Haití

Haití

Haití es noticia permanente. Y para los dominicanos más que para cualquier otro país del orbe. La situación haitiana es explosiva. Lo es desde hace tiempo. Antes y después de la intervención militar foránea, la encabezada por Estados Unidos y luego uniformada por las Naciones Unidas, con la participación de tropas de distintas naciones del continente.

Hoy la Organización de los Estados Americanos (OEA) expresa su preocupación por cuanto acontece en Haití, donde la violencia estremece a esa cada día más empobrecida sociedad.

El nuevo secretario general de la OEA, el chileno José Miguel Insulza, al citar las preocupaciones que le embargan, afirmó, de manera categórica, que el peso de la crisis haitiana no puede dejársele a la República Dominicana.

Cuanto pasa en Haití, deseándolo o sin desearlo, se reflejará en el lado dominicano.
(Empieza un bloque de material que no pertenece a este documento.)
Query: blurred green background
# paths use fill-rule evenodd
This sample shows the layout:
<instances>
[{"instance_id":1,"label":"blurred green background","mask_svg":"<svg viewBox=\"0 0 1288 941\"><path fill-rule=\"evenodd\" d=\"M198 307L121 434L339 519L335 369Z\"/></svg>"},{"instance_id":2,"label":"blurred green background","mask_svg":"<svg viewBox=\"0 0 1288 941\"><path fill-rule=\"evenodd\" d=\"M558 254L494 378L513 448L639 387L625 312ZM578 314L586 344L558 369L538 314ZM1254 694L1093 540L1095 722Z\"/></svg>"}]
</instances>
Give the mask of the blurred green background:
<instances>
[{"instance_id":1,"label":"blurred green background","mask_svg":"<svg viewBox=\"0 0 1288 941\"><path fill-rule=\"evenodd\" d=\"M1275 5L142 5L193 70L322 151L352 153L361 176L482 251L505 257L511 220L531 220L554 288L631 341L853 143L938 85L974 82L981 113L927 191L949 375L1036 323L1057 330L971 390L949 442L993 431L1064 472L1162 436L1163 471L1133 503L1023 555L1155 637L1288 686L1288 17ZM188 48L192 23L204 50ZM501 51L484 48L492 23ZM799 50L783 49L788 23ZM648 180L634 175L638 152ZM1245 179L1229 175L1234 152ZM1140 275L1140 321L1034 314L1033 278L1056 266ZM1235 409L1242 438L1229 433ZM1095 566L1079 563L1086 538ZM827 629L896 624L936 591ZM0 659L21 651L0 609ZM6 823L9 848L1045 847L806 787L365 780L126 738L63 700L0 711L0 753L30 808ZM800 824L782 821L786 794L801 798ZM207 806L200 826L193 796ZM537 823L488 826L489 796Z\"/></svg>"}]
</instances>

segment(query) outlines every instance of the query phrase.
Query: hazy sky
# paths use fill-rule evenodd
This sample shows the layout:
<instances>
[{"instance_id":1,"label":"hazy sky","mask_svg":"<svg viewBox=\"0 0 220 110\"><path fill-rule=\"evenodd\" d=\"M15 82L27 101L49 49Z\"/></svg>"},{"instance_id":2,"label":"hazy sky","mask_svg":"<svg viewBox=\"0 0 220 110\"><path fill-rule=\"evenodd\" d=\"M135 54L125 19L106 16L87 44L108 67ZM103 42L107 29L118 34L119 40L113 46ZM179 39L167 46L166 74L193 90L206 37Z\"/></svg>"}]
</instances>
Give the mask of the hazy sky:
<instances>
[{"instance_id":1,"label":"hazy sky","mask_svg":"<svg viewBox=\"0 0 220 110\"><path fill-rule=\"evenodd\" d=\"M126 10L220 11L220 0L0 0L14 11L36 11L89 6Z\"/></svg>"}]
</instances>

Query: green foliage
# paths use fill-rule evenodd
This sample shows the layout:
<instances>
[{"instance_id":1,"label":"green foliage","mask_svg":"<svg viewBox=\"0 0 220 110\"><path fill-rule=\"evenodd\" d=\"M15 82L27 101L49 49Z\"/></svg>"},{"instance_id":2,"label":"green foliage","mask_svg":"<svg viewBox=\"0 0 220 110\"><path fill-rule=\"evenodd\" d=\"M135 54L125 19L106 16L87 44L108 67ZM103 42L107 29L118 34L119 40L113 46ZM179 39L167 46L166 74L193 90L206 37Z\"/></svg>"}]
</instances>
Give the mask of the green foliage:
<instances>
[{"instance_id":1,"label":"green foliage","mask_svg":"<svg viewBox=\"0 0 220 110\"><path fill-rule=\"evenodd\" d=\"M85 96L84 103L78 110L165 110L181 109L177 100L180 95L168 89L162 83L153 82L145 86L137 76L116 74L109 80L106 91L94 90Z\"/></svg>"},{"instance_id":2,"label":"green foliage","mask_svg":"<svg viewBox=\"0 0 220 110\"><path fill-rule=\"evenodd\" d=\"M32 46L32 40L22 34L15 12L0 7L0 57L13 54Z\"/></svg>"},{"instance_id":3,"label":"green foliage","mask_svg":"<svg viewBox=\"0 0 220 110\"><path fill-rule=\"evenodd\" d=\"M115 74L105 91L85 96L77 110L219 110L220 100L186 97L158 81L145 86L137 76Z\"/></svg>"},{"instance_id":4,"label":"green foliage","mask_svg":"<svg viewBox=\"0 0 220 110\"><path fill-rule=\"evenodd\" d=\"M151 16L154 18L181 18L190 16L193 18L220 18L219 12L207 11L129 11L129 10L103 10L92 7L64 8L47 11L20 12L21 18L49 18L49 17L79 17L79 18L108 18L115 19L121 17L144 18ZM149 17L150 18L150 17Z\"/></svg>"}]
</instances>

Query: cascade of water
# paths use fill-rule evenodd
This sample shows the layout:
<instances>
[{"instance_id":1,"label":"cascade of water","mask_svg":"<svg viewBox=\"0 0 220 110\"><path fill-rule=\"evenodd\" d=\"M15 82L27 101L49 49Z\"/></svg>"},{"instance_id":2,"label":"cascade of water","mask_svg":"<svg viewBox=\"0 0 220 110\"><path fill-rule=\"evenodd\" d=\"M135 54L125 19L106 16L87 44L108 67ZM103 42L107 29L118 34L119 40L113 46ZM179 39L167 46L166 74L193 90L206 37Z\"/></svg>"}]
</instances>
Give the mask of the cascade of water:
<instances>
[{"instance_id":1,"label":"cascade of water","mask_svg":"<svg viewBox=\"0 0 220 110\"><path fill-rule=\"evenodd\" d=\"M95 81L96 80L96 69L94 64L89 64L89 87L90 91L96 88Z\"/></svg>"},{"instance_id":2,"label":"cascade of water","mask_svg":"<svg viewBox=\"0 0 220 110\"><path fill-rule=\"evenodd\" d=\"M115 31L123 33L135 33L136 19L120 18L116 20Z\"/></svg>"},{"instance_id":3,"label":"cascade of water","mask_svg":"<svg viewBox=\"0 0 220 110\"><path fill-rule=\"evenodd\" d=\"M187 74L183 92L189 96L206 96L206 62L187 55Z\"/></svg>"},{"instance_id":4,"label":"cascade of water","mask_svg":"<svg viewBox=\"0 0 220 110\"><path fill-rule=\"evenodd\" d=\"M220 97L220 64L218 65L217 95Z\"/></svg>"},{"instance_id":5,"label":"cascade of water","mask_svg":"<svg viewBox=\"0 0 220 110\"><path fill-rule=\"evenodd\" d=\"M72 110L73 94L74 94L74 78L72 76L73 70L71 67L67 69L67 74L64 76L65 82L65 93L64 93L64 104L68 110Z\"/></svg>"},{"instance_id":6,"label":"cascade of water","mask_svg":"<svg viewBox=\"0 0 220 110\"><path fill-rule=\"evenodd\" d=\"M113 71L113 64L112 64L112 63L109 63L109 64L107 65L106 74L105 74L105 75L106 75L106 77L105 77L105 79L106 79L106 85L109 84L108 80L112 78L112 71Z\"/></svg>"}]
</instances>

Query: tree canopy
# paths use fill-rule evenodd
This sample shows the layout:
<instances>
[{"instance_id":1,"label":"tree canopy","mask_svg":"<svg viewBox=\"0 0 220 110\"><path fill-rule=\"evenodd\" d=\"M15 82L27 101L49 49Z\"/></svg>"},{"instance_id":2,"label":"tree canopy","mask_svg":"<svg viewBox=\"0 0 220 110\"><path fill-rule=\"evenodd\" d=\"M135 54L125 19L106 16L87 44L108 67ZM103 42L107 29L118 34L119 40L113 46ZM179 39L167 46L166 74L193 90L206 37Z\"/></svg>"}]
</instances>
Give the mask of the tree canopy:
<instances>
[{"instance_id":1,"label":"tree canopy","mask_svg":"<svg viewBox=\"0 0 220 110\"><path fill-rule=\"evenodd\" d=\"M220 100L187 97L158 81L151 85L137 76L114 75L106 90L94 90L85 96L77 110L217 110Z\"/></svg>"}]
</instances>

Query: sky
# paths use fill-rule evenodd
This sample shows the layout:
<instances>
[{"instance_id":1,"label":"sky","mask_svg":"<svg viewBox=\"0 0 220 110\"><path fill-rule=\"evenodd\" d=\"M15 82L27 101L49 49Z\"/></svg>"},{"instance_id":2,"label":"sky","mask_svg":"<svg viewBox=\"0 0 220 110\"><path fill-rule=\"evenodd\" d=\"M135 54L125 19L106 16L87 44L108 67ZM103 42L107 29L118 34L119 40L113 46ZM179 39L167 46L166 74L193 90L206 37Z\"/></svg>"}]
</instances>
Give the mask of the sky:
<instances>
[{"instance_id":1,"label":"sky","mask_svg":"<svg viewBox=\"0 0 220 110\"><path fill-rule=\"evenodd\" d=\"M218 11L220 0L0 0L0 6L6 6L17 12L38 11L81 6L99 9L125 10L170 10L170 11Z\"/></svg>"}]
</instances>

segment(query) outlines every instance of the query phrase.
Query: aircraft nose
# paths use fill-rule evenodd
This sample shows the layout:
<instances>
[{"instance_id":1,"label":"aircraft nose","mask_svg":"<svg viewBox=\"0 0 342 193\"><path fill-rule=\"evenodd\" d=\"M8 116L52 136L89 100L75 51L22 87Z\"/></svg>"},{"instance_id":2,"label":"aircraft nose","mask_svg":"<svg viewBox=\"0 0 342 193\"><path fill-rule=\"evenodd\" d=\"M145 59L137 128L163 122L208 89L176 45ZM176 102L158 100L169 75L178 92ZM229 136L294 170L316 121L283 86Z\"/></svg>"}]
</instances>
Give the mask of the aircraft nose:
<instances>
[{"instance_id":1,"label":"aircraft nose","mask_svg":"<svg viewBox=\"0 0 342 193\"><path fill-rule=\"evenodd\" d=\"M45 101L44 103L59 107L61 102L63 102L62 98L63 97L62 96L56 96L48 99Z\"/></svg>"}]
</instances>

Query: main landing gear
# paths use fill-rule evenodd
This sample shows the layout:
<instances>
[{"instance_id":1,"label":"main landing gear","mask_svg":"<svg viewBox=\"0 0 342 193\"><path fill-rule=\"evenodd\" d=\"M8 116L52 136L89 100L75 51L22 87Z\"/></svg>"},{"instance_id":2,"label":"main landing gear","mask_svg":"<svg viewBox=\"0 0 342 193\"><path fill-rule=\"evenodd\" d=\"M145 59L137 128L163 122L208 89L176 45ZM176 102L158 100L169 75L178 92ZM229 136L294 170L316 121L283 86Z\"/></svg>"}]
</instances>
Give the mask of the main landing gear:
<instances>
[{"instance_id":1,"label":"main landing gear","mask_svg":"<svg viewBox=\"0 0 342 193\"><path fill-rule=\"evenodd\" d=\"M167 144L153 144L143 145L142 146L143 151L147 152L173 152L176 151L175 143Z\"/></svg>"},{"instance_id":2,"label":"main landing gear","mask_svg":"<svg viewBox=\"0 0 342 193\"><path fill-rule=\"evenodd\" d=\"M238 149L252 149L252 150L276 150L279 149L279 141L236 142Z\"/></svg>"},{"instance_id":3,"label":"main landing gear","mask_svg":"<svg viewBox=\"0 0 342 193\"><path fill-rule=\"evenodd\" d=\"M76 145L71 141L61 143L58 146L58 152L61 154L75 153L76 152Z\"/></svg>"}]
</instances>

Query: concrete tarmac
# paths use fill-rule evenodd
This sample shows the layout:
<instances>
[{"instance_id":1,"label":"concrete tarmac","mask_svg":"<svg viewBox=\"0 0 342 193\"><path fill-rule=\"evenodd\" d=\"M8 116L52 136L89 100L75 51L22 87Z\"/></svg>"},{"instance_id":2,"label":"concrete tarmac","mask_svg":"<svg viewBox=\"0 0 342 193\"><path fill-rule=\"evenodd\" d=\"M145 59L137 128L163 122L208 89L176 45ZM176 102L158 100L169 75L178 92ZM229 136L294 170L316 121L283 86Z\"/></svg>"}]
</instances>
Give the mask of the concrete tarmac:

Y en ese lado con más peso que en cualquier otra parte, pues es el territorio nacional el que se ve obligado a recibir, con complicidad o sin ella, a los refugiados indocumentados del vecino país.

El caso es serio y de muy difícil y compleja solución.

Los haitianos huyen de la miseria haitiana para caer en territorio dominicano, complicando aquí la situación de pobreza y de serios males sociales que nos afectan.

–II–

Ahora mismo se observa un caso muy curioso. Y que no por curioso es nuevo.

Productores agropecuarios del Sur se alarman ante el anuncio de Migración de que multará a quienes emplean indocumentados en distintas faenas. Admiten, esos productores, que usan haitianos indocumentados no porque le pagan salarios más bajos que a los dominicanos, sino porque los brazos nacionales no aparecen para el trabajo. Puede que haya algo de exageración en el asunto, pues sabido es que al haitiano, generalmente, se paga menos que al criollo y no hay responsabilidad laboral frente al mismo.

Lo serio de este asunto es que la prueba de que las multas no serán la solución al programa migratorio es que el Estado tendrá que multarse a sí mismo, y en varias ocasiones, por el uso de indocumentados haitianos en la industria de la construcción.

Eso no significa, sin embargo, que el Estado renuncie a su derecho de repatriar a los indocumentados haitianos, como pretenden muchos haitianófilos y sectores interesados en la explotación de esa obra de mano. El Estado está, sin duda alguna, obligado a ejercer ese derecho cuantas veces lo estime conveniente, sin hacer caso a las presiones que se le hacen desde distintos puntos interesados.

Ahora bien, la repatriación pura y simple no resolverá el problema, pues se les saca por un lado y entran por el otro. No se puede negar las descomposición que existe en este asunto a lo largo de la línea fronteriza.

Es necesario, es imprescindible, que el gobierno, como representante del Estado, se aboque a establecer una auténtica política haitiana, que nunca ha tenido por más que lo niegue, y que en esa política haitiana se decida a emprender un programa migratorio de común acuerdo con Haití.

Lo que no sabemos es si el gobierno haitiano estaría en realidad en condiciones de hacerlo o si preferiría la situación de caos para buscar ganancias con sus protectores indirectos, “los grandes” que quieren descargar toda la responsabilidad migratoria en el país, para así no tener en el futuro que recibir ellos, en sus territorios, una migración que nunca han deseado, que siempre han rechazado.

Lo  que no se puede negar es que la permanente crisis haitiana es una realidad que nos afecta a todos. Haití necesita el socorro de la comunidad internacional, no solo el socorro de la ocupación militar para tratar de restablecer el orden.

Haití requiere ayuda en todos los órdenes para que inicie el lento camino hacia la democracia, democracia que no podrá imponerse, jamás, por medio de las bayonetas.

En Haití hay que desterrar la más destructiva arma que puede existir en un país y que no es la que Estados Unidos buscaba en Irak. Esa arma es ¡el hambre!